Kultur RHEINPFALZ Plus Artikel „Die Vögel“-Hauptdarstellerin Tippi Hedren wird 90 Jahre alt

Vom Reklamemodell zur Schauspielerin: Tippi Hedren.
Vom Reklamemodell zur Schauspielerin: Tippi Hedren. Foto: imago images / Prod.DB

Es ist eine bizarre Verherrlichung, die Alfred Hitchcock in seinen Filmen einem Frauentyp angedeihen lässt, der majestätisch, statuarisch dekorativ und vor allem blond zu sein hat. Die Idealverkörperung der „Hitchcock-Blondine“ war Tippi Hedren, der er im Film „Die Vögel“ zu ewigem Ruhm verhalf. Sie wird am Sonntag 90 Jahre alt.

Der Meisterregisseur des feinsinnigen Grusels ohne übernatürliche Zutaten hat ein Frauenbild kreiert, an dem sich Generationen von Schriftgelehrten abgearbeitet haben. Aktricen wie Grace Kelly, Janet Leigh, Kim Novak, Eva Marie Saint und sogar Doris Day drängte er in eine doppelbödige Spielart von Weiblichkeit, die sich mit verführerischer Eleganz zwischen Opfertum und Schurkerei schlängelt.

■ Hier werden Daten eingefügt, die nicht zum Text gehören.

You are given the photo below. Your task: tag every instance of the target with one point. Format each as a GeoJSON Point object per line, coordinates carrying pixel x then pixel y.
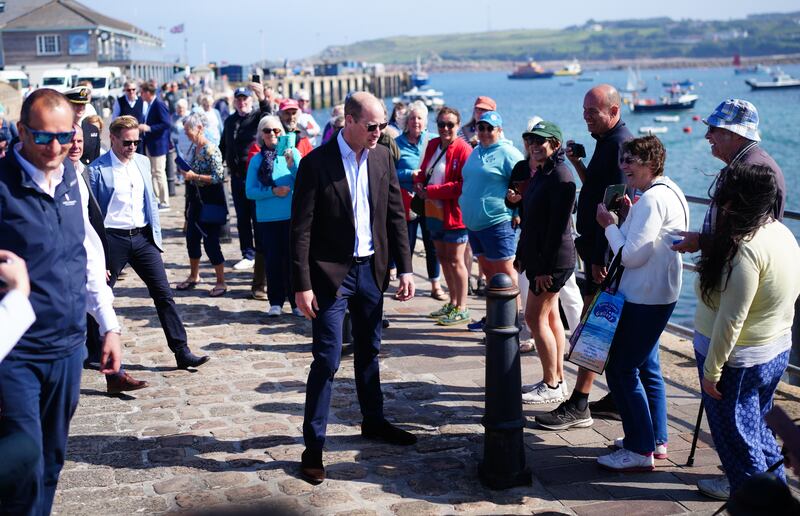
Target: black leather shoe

Glamour und bedrohliche Geheimnisse

In ihrem Sex-Appeal wirken sie immer wie Mäuschen und Flittchen, Kumpel und Gegner zugleich, zuweilen auch wie Clown und Domina, treudoof und berechnend, begehrenswert und hexenhaft, sphynxisch und zupackend. Selbst wenn er etablierte Stars wie Ingrid Bergman, Marlene Dietrich oder Joan Fontaine inszenierte, schien hinter der Glamour-Fassade ein auf Männer bedrohlich wirkendes Geheimnis auf.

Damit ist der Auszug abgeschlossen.